Despite their philanthropic rhetoric, Musk and Bezos are ultimately concerned with moulding the future in their own image. As journalist Christian Davenport puts it, they see themselves as “space barons” controlling the course of the 21st century. The future they are laying out looks a lot like a new high-tech feudalism, in which they are the transhuman pharaohs creating artificial paradises while the rest of the world disintegrates into heat, thirst and resource wars.
Space exploration is a worthwhile endeavour. It has taught us not just about the universe we live in, but has also drastically increased understanding of how our own planet works. Space should fill us with awe at the beautiful and terrifying weirdness of the cosmos we are part of. And, as the amazing photograph of the black hole showed earlier this year, the harshness of space is a stark reminder of how rare and fragile life on our own planet is. There is no plan B or escape hatch for us — this is the only home we have.

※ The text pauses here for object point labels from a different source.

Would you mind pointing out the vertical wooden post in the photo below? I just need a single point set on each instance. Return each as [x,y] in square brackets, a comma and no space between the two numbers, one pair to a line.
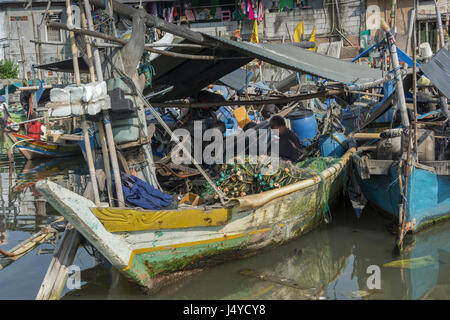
[87,142]
[411,29]
[97,62]
[22,53]
[413,18]
[109,139]
[393,9]
[99,123]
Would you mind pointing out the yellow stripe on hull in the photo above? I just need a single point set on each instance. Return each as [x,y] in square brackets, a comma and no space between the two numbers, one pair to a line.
[127,220]
[193,243]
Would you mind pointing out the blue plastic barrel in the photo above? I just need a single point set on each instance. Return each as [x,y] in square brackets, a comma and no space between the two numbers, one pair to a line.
[332,145]
[304,124]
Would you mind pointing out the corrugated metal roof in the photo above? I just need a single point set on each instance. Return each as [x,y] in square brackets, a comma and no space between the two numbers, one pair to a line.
[438,71]
[301,60]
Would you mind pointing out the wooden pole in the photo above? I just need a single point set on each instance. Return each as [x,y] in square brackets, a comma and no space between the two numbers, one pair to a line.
[439,23]
[393,9]
[88,44]
[84,126]
[152,21]
[99,123]
[411,27]
[413,18]
[22,53]
[247,102]
[398,75]
[146,48]
[36,46]
[56,276]
[90,22]
[108,141]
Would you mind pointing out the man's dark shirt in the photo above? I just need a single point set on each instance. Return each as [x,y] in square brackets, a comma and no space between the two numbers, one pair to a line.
[290,147]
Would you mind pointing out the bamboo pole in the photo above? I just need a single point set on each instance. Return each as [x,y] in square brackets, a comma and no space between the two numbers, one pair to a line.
[152,21]
[97,62]
[22,53]
[146,48]
[411,28]
[99,123]
[84,126]
[439,23]
[398,75]
[36,46]
[108,141]
[393,9]
[415,77]
[247,102]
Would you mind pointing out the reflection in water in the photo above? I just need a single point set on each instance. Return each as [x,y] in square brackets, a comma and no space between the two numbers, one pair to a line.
[22,213]
[329,263]
[332,262]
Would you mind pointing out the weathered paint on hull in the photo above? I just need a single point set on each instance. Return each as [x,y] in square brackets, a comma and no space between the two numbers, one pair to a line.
[428,198]
[298,214]
[42,149]
[156,258]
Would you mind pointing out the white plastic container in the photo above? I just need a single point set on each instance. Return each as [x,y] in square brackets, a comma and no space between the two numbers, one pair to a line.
[425,50]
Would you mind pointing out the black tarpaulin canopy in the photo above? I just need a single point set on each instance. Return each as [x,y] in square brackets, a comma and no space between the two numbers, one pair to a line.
[438,71]
[188,76]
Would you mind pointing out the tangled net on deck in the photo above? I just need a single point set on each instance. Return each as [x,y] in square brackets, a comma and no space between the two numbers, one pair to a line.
[253,175]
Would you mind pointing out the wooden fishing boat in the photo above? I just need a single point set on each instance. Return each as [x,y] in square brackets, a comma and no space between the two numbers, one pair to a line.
[34,149]
[156,248]
[428,197]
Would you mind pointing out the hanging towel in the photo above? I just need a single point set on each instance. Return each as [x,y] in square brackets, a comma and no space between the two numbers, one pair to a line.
[139,193]
[251,15]
[261,11]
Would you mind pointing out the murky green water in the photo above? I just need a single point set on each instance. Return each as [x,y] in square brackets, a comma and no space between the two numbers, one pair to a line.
[335,261]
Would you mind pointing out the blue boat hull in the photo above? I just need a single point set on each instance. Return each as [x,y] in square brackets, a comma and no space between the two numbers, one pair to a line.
[428,197]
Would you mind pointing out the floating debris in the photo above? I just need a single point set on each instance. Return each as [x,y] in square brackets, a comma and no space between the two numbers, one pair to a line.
[413,263]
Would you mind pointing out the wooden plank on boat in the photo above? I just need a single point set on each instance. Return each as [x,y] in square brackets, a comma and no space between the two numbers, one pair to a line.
[441,167]
[126,220]
[379,167]
[26,246]
[56,276]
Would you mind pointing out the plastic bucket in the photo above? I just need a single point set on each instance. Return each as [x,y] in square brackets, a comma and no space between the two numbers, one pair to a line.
[34,130]
[333,145]
[304,124]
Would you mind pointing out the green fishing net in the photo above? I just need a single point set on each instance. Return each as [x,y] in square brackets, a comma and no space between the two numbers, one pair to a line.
[253,175]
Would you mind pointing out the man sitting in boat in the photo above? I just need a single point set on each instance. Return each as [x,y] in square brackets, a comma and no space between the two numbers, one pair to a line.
[290,147]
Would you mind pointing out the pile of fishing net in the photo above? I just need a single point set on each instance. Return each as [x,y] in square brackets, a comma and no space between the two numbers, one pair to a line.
[251,175]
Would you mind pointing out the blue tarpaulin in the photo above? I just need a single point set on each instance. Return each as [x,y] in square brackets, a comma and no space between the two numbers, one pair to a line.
[141,194]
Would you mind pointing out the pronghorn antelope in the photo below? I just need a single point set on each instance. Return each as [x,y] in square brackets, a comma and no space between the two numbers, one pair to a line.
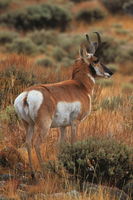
[61,104]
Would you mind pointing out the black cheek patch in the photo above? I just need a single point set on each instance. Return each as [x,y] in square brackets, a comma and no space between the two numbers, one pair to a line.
[92,70]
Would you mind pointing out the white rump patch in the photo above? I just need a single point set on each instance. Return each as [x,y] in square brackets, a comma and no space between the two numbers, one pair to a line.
[18,104]
[66,113]
[34,100]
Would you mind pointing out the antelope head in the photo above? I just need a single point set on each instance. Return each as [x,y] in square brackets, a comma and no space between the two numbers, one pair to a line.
[90,52]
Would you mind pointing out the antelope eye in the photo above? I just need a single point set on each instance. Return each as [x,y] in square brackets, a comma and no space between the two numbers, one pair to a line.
[96,61]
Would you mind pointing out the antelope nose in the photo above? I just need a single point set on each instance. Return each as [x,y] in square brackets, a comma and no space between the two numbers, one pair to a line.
[111,73]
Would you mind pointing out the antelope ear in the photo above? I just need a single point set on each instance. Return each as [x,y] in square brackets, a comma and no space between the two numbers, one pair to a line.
[93,71]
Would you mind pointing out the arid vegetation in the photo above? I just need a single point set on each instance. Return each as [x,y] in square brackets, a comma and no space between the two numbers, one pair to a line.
[39,41]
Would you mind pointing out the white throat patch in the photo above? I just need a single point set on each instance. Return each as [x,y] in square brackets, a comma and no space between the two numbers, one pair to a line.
[98,73]
[91,77]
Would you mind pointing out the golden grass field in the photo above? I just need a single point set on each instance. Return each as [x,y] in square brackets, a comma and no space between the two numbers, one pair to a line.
[114,122]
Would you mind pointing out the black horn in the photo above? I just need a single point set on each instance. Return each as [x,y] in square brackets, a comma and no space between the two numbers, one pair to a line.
[90,48]
[98,38]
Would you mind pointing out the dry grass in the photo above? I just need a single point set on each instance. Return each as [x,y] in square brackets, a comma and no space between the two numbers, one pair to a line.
[115,123]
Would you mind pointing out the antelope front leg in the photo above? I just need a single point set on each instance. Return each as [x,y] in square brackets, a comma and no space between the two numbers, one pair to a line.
[74,127]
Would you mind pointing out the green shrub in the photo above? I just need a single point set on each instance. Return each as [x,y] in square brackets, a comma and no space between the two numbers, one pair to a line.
[112,103]
[90,15]
[7,37]
[4,4]
[98,160]
[22,46]
[38,17]
[46,62]
[114,6]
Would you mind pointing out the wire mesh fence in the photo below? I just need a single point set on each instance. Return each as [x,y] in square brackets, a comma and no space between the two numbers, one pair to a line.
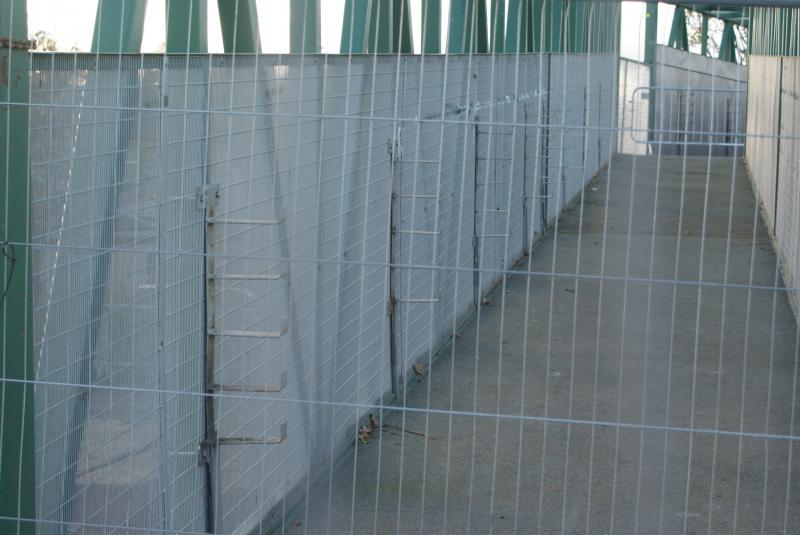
[513,293]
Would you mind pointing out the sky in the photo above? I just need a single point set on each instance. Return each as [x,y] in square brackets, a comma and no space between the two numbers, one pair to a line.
[71,23]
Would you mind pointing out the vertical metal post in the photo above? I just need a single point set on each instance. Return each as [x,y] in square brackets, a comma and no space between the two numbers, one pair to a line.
[678,34]
[460,26]
[239,21]
[650,32]
[727,47]
[498,31]
[704,35]
[355,26]
[17,475]
[518,26]
[304,27]
[431,26]
[187,26]
[119,26]
[481,37]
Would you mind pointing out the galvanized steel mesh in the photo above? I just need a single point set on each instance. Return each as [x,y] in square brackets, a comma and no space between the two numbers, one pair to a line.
[411,294]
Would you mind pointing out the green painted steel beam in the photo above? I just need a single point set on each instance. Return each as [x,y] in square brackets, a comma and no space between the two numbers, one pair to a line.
[389,25]
[481,45]
[17,474]
[704,35]
[678,34]
[461,27]
[239,21]
[517,27]
[187,26]
[650,32]
[498,29]
[119,26]
[304,27]
[727,45]
[431,27]
[355,26]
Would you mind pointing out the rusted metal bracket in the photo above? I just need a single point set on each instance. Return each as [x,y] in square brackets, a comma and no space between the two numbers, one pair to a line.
[17,44]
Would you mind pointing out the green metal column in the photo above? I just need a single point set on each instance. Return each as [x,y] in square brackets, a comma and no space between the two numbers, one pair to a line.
[481,43]
[304,27]
[518,26]
[678,34]
[17,475]
[390,27]
[727,45]
[239,21]
[650,32]
[431,26]
[460,27]
[498,30]
[355,26]
[187,26]
[119,26]
[704,35]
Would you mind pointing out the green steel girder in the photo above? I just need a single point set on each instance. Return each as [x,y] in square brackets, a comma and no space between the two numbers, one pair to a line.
[650,32]
[431,27]
[239,21]
[390,27]
[119,26]
[678,34]
[727,45]
[704,35]
[518,26]
[498,29]
[304,27]
[481,45]
[17,475]
[355,26]
[187,26]
[462,30]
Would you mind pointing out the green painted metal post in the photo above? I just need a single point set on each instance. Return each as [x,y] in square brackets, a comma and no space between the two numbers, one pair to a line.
[704,35]
[119,26]
[17,475]
[402,37]
[304,27]
[355,26]
[650,32]
[481,41]
[678,34]
[431,27]
[187,26]
[461,27]
[239,21]
[498,30]
[727,46]
[518,26]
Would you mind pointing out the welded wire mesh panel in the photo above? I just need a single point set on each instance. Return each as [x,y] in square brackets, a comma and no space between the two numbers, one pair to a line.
[551,291]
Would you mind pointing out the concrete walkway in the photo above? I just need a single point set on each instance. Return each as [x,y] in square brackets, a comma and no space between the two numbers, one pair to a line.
[575,355]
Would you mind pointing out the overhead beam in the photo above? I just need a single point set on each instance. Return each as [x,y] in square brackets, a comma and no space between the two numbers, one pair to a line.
[118,26]
[304,27]
[187,26]
[239,21]
[17,475]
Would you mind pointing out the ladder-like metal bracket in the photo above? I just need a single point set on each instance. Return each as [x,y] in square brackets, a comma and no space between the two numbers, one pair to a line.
[273,388]
[207,197]
[204,451]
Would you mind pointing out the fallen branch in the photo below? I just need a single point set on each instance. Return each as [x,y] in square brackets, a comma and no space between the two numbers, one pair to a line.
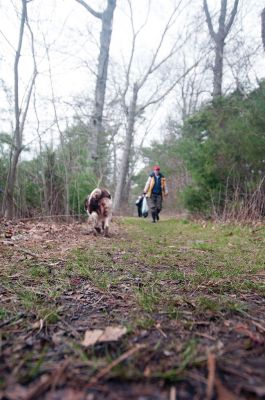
[113,364]
[211,363]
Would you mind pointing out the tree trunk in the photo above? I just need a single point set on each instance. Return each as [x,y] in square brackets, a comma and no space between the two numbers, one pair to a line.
[125,162]
[103,61]
[219,41]
[8,202]
[263,27]
[218,69]
[98,135]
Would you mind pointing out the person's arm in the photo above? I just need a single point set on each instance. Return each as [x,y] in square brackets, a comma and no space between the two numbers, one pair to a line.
[147,185]
[166,189]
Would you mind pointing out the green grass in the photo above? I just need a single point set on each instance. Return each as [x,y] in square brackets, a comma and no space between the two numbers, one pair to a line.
[169,275]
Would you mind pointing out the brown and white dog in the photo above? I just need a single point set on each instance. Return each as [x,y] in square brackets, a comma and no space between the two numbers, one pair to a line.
[98,206]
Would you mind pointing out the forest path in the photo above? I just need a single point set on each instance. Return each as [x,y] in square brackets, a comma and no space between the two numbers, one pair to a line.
[185,299]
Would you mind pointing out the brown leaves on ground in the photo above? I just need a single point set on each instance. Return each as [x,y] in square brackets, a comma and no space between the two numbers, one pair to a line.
[109,334]
[96,331]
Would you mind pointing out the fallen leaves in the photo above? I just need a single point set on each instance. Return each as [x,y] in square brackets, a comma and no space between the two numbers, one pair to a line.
[109,334]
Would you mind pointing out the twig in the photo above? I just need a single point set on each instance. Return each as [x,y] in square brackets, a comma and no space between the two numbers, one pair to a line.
[211,363]
[113,364]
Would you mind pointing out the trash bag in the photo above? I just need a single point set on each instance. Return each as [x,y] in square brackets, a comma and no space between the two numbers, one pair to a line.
[138,204]
[144,208]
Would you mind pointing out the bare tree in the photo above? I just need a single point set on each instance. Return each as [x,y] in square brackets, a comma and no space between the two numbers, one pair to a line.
[106,18]
[134,110]
[263,27]
[218,38]
[20,113]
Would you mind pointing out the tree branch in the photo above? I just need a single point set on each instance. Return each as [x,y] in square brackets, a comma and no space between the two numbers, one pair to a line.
[90,9]
[209,20]
[232,17]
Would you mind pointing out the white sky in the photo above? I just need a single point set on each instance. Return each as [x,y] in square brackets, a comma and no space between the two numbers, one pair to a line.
[73,35]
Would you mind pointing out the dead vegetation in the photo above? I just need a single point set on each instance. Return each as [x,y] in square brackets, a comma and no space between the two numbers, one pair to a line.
[172,311]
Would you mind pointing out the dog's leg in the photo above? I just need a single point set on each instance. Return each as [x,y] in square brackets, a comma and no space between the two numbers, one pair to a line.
[106,229]
[95,223]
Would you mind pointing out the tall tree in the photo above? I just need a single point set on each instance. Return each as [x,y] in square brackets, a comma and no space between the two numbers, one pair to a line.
[20,113]
[135,107]
[106,18]
[263,27]
[218,37]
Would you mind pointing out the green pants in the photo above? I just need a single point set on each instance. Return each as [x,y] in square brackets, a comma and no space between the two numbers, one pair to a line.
[155,202]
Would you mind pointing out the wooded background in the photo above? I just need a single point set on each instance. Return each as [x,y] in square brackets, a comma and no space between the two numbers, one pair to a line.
[93,93]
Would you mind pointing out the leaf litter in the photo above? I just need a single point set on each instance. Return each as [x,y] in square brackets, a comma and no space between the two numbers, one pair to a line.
[99,326]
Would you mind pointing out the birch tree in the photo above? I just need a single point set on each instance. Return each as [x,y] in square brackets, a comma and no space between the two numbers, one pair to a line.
[219,36]
[106,18]
[135,107]
[20,113]
[263,27]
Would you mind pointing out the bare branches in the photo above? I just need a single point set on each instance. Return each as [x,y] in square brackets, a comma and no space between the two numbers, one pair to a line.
[263,27]
[209,20]
[90,9]
[219,40]
[232,17]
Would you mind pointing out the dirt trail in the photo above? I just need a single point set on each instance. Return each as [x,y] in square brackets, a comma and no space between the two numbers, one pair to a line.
[58,282]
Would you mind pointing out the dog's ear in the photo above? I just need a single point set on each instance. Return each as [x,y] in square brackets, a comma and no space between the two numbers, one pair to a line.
[105,193]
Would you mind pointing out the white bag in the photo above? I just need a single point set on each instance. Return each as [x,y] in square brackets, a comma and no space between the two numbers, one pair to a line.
[144,208]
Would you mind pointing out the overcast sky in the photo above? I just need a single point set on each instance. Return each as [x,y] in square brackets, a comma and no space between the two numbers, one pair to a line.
[72,35]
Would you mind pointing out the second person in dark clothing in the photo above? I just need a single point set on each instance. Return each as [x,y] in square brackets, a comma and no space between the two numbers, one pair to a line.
[155,189]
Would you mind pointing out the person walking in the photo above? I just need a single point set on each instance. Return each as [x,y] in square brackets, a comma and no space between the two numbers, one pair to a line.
[155,190]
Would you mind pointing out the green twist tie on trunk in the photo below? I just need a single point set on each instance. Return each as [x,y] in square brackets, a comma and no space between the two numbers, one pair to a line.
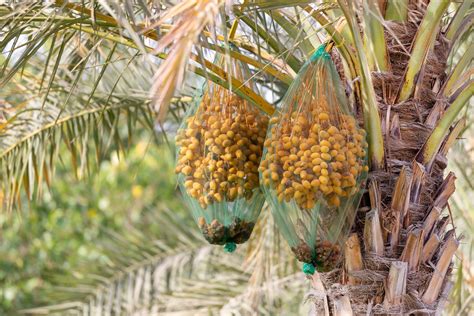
[308,268]
[320,53]
[230,247]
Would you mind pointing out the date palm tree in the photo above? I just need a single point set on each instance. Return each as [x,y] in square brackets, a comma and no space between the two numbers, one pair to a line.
[88,75]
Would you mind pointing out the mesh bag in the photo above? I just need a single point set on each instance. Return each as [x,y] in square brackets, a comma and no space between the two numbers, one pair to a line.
[314,165]
[219,147]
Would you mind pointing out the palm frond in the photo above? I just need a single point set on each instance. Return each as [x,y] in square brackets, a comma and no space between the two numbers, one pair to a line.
[166,268]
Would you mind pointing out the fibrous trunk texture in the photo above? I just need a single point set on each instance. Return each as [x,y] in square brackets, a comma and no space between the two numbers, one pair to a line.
[399,258]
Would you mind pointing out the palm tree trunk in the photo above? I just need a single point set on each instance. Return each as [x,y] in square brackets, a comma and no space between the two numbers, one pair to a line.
[398,259]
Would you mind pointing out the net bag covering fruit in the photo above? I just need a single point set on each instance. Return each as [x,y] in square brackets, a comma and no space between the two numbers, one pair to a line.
[219,147]
[314,165]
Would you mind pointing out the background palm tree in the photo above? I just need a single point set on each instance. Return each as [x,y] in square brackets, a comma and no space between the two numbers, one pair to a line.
[79,75]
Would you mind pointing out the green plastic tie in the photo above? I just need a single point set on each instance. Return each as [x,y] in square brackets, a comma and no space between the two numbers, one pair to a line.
[308,268]
[230,247]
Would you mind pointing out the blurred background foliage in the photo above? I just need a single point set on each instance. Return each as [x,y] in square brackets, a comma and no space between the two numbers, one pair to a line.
[63,229]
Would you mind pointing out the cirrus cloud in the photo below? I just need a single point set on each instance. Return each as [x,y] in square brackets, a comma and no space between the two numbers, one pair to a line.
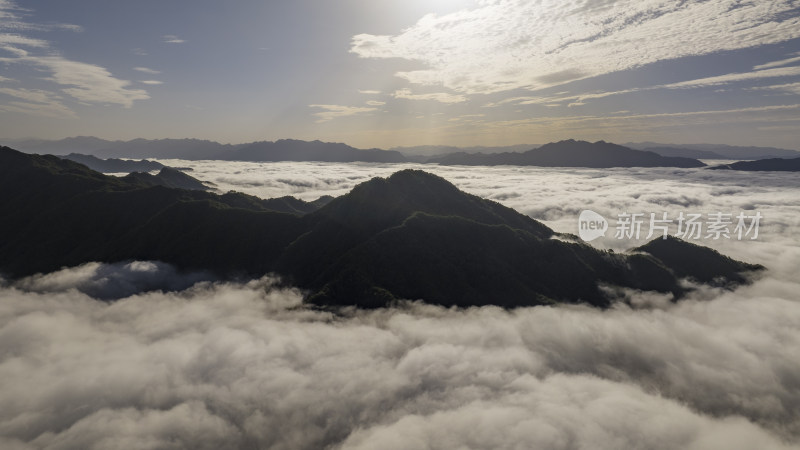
[505,44]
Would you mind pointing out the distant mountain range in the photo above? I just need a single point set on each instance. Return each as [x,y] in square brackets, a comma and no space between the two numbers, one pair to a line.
[422,152]
[194,149]
[114,165]
[570,153]
[715,151]
[410,236]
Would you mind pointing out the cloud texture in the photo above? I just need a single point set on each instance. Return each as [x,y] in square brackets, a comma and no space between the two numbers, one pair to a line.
[510,44]
[246,365]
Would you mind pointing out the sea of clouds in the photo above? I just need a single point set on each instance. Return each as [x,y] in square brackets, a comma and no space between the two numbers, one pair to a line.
[184,361]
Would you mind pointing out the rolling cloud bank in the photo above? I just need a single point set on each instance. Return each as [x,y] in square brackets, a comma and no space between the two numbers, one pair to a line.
[183,361]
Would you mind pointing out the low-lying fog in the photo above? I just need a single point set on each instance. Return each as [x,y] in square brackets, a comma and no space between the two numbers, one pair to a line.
[245,365]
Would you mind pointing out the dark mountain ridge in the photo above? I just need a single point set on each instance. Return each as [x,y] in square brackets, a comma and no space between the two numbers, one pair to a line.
[412,235]
[570,153]
[114,165]
[763,165]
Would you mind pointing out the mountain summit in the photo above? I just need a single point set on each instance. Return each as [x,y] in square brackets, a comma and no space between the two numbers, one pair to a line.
[412,235]
[571,153]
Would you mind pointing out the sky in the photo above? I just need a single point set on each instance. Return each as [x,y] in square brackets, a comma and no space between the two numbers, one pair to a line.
[403,72]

Perhaps one day, humans will migrate outwards. But for now, the real challenge is here on Earth. The same system of endless, rapacious growth that is destroying the environment has allowed Bezos and Musk to become so rich that they can channel their wealth into realising adolescent dreams of ruling space.
Surviving the next century will require our species using all its ingenuity and creativity to create political, economic and technological systems that are fairer, freer and cleaner than anything we have today. Perhaps it’s impossible and we are doomed. But the dream of regenerating our planet, societies and ourselves has both an existential grandeur, and human warmth, that is missing in Musk and Bezos’s ludicrous dreams of becoming God-Emperors of the solar system, or whatever other sci-fi stories they surely tell themselves in private.
When I see Musk’s plans for the future, I don’t see the culmination of all human endeavour. I see an obscenely rich South African trying to sell you a golf estate on Mars.
Christopher McMichael is a writer, researcher and filmmaker based in Johannesburg. He has a PhD in political studies from Rhodes University.